Letters From the Editor
Brooklyn Views
An hour then seems short. But you have this down coat. It was designed for arctic expeditions; there’s even a mesh pocket inside the chest where alpinists carry their water bottles so they don’t freeze while they’re climbing. It has a hood meant to accommodate helmets, and since your head is already enormous, your total height is increased by four inches. And you’ve worn this coat to the gym, because then you only need to wear a t-shirt and sweatpants – the point is, the coat is heavy enough to keep you warm when it’s 20 degrees outside. The snow stopped an hour ago. The air’s silent and freezing. It hurts your head.
You stop. North 6th and Havemeyer. That worm, the one boring through your head, is gone. Frozen dead.
You decide to drop your sneakers off at the apartment and keep walking. What’s to lose? Your street’s busy with commuters and the night crowd, but two blocks away, in the shipping district, where no one even parks let alone walks, it’s silent again and deserted. And from there it’s only three blocks to the East River.
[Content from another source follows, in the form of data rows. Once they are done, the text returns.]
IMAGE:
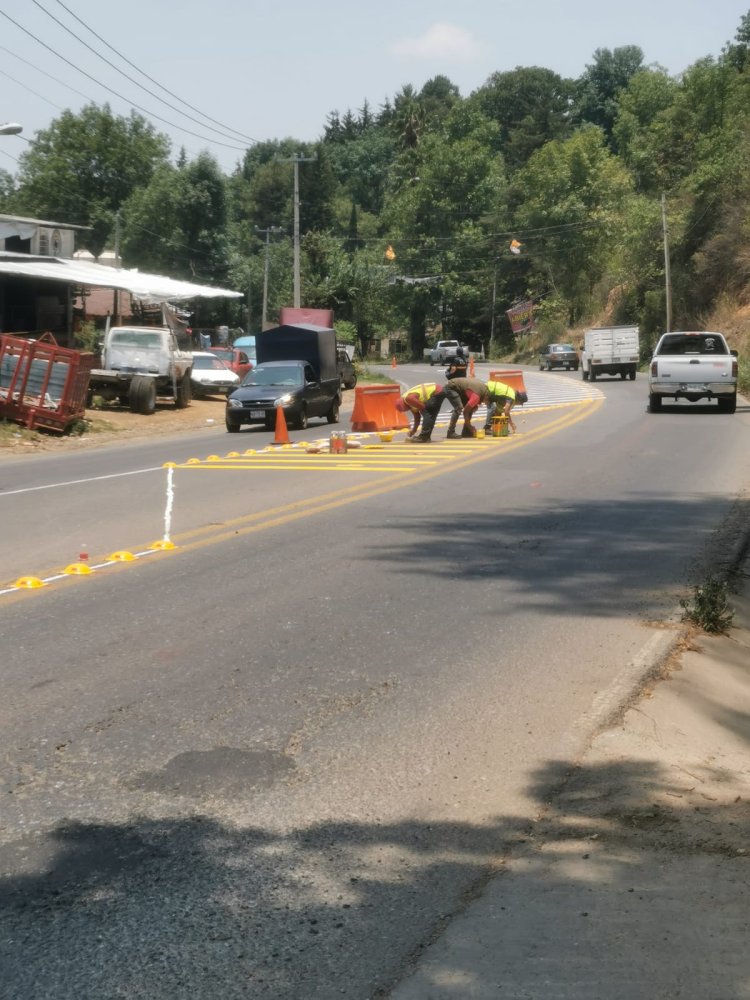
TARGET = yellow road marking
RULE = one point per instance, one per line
(475, 452)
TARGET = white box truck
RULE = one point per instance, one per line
(610, 350)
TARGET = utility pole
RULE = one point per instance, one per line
(296, 160)
(492, 315)
(116, 301)
(271, 229)
(667, 278)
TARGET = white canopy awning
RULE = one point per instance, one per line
(150, 288)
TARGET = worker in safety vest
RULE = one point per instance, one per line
(502, 397)
(464, 395)
(421, 399)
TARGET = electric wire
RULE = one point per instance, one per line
(161, 86)
(139, 107)
(127, 76)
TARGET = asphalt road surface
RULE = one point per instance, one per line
(274, 760)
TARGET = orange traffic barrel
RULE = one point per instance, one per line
(375, 408)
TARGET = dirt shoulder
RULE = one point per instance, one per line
(114, 423)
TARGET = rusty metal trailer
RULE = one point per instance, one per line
(42, 385)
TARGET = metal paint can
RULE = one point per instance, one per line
(337, 443)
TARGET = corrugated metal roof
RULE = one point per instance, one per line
(146, 287)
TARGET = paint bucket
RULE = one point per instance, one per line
(337, 443)
(500, 426)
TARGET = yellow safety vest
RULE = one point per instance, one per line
(501, 389)
(423, 391)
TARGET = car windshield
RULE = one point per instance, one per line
(208, 364)
(134, 338)
(281, 375)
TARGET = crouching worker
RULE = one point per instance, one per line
(464, 395)
(423, 402)
(502, 399)
(418, 400)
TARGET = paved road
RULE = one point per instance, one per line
(273, 762)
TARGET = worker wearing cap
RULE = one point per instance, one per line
(421, 399)
(464, 395)
(457, 368)
(502, 397)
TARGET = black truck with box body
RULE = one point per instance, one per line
(296, 369)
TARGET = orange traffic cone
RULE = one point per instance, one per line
(282, 434)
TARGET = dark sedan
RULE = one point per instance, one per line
(558, 356)
(292, 385)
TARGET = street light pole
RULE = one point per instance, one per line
(271, 229)
(667, 276)
(296, 160)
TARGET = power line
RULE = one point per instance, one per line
(161, 86)
(179, 128)
(37, 71)
(222, 131)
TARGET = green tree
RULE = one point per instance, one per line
(85, 166)
(177, 224)
(639, 129)
(599, 88)
(570, 199)
(530, 105)
(440, 222)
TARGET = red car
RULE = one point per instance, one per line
(235, 358)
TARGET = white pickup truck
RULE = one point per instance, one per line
(140, 363)
(444, 351)
(610, 350)
(693, 366)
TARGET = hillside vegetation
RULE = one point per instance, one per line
(435, 213)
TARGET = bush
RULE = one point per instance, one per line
(709, 608)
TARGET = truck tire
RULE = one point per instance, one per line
(142, 396)
(184, 392)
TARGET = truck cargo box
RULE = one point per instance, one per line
(300, 342)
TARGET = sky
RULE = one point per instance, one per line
(238, 71)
This was the challenge. I get to the river, walk down to the shore. I’m standing by the water in the cold, wearing sweat pants, duck boots, and a jacket large enough to smuggle children. And I stayed there, in one place, for 20 minutes, happier than I’ve been in a long while, staring at Manhattan in the dark, from the lower east side to Spanish Harlem.
You undoubtedly have friends who claim when they go to museums they like to only look at one painting, and they sit there for an hour, absorbing. Right. Anyway, maybe you’ve said this too, but we all know that that hour’s no longer than six and a half minutes, but it sure sounds good when you’re trying to party-chat about your deep personal relationship with Franz Kline.
But I actually did stay for 20 minutes. I checked my watch.
(I’ve been known to say I’ve stared at a Kline painting for an hour straight; six and a half minutes is probably a stretch too.)
But the thought went, I wonder if I can get this right. Write it down. I wonder if I can describe this.
So you’re on the eastern shore of a wide, flat river in the dark. The sun set a little while ago. It’s freezing outside, so cold your knees hurt. No sand, just detritus around your feet – cans, junk – and small boulders. On either side of you are 2-acre-sized lots crammed with weeds, concrete, scrap metal, dumped pylons, abandoned huts made of sheet metal where kids live in the summer. The only sound is the water, then traffic on the FDR. Occasionally a truck cooks quickly by in the background.
And from where you’re standing, when you’re looking straight out, it’s only 1500 feet across the choppy water before the mountains of buildings rise up from the water, short buildings downtown, spikes around 14th Street, gradually taller then falling again, a million twinkling lights, two million, from one end of the horizon to the other, like a far-off range of trees on fire, every building two-thirds lit in the windows, a third blacked out, with a slight orange shadow around the peak, the Empire State Building on the left done up in red pants with a white top, and then a flat plum sky that whisks to a husky navy blue, then black. Immense. Stunning. A few stars. A thin moon to the south. It’s a jaw-drop, flat and glistening in the cold, shimmering like a mirage.
That’s a long paragraph. I could also say: Stick your head in a freezer; picture the Miramax titles reel. Done.
Anyway, this is one of the reasons I live in Brooklyn. One of the reasons I love the cold. I was 18 in central Maine again, late at night rewinding the beginning scenes of Manhattan where Woody Allen narrates his novel’s opening chapter over a montage of city vistas, caught in black and white by Gordon Willis. At the end there’s a shot of fireworks blasting over Yankee Stadium (or is it Shea?), and if you look close, there’s a train scrolling by along the bottom. That was tonight, the traffic on the FDR, the light bulbs in the skyscrapers. After three apartments in four years spaced over two boroughs, including Manhattan, I’ve never counted myself a New Yorker, and I don’t plan on dying here, the only real way to earn the title. (I had lunch with a friend today who’s only lived here for eight months and already he knows it’s his city for life; that’s not me.) So maybe that’s why the view matters so much to me – it’s my view, where she’s beautiful, close but across the water. It’s a view you can’t find in the city. And maybe that explains one of Manhattan’s oldest problems, never being able to see itself despite its constant self-awareness.
You walk home, nerves repaired, knees popping. All you’ve got is food on the brain. You feel good. In five minutes you’ll be surrounded by whiskey and cheese, and everything seems to be OK.